Actually, even finding email datasets seems to be a big challenge. The Enron dataset turns out not to consist of MIME files, i.e. no Content-Type information. Clinton's recently-leaked emails seem to mostly not have Content-Type info, except for a small number which are all plain text. (Neither of these is probably representative of most emails people send and receive anyways.) And those are pretty much the only email data sets I could find.
So, I apologize, but the only data I have to present for you here is my own. (If this post were to ever get traction, perhaps I could ask readers to run mimelyze on their own emails and submit frequency data to compile a more useful resource.)
mimelyze prints out the structures it encounters, from most frequent to least.

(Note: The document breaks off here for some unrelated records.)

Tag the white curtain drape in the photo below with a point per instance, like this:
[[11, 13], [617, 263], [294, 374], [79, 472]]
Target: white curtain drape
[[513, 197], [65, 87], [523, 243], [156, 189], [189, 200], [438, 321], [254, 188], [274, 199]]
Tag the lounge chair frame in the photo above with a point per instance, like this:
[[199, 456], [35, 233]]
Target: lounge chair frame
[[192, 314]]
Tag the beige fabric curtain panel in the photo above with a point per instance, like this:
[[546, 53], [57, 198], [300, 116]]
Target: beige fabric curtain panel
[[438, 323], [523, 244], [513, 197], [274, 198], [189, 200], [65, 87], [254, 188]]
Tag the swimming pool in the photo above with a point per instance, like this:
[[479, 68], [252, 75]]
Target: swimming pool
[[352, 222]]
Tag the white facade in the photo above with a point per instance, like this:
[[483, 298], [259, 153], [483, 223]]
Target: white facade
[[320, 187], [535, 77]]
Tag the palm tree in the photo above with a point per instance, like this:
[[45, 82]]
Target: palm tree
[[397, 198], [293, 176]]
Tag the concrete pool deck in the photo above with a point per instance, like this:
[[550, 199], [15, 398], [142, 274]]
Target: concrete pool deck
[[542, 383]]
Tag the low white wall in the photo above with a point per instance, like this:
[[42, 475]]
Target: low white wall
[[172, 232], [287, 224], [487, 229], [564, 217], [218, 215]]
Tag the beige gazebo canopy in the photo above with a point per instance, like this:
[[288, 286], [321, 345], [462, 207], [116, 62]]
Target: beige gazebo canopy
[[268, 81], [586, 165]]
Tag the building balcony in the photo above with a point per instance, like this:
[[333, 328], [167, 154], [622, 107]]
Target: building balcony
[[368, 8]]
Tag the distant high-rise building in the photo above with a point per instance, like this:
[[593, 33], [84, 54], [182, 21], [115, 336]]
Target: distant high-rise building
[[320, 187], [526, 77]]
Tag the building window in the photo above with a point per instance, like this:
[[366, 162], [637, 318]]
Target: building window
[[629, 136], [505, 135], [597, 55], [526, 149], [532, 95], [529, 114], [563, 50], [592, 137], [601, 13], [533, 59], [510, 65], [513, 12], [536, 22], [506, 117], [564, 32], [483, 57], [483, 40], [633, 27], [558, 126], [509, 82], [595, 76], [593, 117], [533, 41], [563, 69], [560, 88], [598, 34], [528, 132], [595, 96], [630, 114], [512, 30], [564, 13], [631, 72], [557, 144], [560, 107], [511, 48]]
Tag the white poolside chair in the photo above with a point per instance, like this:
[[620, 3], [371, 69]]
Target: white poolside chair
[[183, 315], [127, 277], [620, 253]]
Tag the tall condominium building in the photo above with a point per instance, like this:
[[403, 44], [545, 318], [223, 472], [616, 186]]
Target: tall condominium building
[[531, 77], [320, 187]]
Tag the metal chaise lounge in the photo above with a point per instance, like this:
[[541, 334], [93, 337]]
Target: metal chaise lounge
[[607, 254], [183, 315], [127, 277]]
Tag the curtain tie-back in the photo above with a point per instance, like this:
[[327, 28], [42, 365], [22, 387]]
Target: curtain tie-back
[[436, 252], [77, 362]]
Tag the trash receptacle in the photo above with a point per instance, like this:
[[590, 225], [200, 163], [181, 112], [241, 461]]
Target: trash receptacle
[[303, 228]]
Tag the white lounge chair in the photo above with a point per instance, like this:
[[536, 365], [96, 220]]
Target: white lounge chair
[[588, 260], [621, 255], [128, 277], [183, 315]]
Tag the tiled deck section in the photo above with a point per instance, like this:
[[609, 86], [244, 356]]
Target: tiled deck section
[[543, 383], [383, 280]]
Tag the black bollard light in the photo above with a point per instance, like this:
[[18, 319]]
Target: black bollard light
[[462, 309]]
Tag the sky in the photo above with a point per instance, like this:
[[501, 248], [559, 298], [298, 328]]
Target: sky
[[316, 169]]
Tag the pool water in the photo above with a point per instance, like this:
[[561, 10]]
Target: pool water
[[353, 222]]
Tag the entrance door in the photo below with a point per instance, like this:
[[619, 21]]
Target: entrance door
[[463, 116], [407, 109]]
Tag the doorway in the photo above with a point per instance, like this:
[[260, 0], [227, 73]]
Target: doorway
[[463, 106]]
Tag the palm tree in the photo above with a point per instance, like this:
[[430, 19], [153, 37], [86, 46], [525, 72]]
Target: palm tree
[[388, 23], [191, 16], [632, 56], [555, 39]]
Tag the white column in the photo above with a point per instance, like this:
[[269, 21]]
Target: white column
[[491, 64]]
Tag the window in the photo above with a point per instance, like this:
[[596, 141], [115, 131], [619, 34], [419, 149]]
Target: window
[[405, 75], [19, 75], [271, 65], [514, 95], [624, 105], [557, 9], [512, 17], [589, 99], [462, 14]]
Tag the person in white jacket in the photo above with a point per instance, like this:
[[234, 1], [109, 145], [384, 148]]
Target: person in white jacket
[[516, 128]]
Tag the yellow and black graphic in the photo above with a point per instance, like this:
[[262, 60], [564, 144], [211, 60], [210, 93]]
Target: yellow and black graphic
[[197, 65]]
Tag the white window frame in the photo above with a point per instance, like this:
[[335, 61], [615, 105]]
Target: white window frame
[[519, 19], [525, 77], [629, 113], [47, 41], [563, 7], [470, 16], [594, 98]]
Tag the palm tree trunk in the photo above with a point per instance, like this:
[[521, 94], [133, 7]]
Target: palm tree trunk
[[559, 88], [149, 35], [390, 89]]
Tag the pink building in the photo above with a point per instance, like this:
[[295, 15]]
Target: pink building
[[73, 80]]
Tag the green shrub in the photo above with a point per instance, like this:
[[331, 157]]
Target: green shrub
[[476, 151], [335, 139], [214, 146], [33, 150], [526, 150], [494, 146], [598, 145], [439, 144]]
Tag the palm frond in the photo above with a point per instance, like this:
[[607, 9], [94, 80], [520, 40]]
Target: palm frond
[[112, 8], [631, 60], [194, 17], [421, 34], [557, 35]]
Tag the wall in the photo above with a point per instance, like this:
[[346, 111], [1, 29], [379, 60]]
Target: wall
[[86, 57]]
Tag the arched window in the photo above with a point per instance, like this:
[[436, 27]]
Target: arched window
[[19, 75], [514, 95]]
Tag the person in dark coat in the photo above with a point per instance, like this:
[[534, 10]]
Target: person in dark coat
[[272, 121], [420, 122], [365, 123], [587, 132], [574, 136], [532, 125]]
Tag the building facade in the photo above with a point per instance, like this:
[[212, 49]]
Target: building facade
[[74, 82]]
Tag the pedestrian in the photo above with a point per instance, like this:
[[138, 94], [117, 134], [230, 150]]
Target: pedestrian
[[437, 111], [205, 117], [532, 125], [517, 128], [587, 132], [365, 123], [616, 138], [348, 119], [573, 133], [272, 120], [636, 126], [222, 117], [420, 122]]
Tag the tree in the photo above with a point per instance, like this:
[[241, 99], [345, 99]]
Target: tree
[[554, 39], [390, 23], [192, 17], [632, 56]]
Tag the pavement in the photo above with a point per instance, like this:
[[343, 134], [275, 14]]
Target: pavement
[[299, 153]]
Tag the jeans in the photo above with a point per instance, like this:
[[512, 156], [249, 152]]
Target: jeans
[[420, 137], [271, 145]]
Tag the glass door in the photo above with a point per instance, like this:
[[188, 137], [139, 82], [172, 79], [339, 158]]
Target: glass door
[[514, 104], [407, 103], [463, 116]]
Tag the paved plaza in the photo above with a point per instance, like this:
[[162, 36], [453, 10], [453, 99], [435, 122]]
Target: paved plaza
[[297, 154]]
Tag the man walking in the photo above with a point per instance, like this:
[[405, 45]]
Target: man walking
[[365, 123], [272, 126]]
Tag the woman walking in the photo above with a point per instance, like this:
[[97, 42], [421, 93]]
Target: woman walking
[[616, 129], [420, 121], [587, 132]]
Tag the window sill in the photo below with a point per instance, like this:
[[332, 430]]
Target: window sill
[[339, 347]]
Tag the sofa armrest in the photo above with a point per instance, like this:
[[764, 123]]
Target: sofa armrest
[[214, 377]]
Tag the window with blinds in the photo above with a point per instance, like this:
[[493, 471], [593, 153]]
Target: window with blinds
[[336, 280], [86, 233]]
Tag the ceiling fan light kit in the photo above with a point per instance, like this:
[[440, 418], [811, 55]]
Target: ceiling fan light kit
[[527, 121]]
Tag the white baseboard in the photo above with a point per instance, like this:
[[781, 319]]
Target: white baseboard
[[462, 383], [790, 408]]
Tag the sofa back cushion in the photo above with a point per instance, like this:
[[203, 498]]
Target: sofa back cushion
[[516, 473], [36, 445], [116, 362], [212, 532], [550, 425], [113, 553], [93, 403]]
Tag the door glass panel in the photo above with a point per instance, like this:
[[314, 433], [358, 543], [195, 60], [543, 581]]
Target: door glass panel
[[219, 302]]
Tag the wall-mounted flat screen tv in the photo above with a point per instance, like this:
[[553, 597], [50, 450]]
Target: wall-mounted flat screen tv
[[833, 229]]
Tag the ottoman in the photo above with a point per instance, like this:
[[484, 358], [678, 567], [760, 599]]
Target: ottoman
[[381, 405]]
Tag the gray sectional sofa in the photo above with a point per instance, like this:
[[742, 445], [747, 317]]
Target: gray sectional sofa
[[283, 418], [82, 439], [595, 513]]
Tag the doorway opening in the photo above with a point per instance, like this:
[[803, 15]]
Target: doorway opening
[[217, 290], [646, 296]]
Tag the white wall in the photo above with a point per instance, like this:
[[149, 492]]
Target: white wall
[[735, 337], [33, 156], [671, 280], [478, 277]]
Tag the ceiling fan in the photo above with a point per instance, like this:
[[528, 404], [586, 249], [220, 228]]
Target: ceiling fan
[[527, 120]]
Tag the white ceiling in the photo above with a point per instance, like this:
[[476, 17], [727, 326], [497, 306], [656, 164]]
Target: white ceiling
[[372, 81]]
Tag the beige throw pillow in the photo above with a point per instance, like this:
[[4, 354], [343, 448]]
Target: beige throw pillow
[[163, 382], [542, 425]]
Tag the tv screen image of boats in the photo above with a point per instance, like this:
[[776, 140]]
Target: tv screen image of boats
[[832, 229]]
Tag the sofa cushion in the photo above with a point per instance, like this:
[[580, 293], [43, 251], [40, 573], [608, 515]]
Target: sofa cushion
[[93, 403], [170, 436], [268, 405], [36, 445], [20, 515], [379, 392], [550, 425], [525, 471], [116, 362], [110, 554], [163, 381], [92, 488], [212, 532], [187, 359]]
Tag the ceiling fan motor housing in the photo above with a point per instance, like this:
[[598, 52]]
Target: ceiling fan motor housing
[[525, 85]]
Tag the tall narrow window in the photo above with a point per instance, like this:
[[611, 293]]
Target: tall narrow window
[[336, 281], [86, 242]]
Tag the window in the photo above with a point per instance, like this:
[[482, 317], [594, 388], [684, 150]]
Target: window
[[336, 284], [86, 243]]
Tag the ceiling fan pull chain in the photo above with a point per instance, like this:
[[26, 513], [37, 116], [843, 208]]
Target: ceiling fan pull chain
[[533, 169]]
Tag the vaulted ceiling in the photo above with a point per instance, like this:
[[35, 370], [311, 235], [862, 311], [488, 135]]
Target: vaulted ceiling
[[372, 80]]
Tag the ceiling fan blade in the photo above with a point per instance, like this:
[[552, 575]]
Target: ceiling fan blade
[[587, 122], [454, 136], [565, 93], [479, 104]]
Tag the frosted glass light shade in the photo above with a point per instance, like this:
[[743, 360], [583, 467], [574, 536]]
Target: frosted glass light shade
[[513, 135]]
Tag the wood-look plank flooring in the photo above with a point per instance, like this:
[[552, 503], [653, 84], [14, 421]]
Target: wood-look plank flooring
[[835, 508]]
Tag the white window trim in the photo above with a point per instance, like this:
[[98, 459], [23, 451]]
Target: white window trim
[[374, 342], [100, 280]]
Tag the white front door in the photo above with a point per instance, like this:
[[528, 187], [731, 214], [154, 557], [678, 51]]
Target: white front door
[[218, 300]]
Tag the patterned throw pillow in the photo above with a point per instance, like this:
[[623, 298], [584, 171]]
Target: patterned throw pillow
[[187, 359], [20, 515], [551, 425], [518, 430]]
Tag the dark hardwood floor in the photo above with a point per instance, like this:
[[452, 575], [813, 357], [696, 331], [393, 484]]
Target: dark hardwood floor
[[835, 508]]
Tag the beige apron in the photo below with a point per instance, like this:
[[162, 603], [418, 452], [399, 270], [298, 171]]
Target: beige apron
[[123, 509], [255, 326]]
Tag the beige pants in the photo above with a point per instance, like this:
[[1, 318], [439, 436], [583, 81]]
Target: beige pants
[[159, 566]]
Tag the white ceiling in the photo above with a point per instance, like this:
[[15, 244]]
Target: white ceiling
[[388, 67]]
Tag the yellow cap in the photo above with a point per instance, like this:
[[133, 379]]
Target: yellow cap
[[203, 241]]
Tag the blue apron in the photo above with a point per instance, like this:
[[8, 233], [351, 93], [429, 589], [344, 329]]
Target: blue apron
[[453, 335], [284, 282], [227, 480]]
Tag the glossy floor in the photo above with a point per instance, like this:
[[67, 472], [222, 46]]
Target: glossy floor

Here are the results, with slightly smoothed numbers, on a dataset of all my own emails, about 107,000 of them compiled from about 2005 (age 16) through 2017.
Notes: The program makes some simplifications, in particular, if the email has multiple attachments or images in a row, it shortens this to "attachment(s)" and "image(s)" so these are viewed as the same structure. Each result lists the number of emails with that structure followed by a description of the structure.
1. 58700 multipart/alternative text/plain text/html
Over half the emails had this structure. "multipart/alternative" means that the sub-parts are alternatives to each other; you can read any of them. Read this as "the sender prefers that you read the HTML version of the email (the last sub-part), but if you can't, we've provided a text version as an alternative."
2. 19900 text/plain
My favorite.
3. 7900 text/html
These are a bit annoying if you're trying to write a text-based email client -- they're emails in HTML format only. These tended to be big annoying emails from institutions like American Airlines, the New York Times, and my alma mater. Ideally, these should have included a text/plain option as well, i.e. been like format #1.
4. 7700 multipart/mixed multipart/alternative text/plain text/html text/plain
"multipart/mixed" means a sequence of components, each of which is needed. You're supposed to read the first sub-part, then the second, and so on if there are more. In this case, there are two subparts, but the first one is a multipart/alternative: it's a standard-looking email we've seen in #1 with an HTML part, or a plain-text part as a fallback alternative.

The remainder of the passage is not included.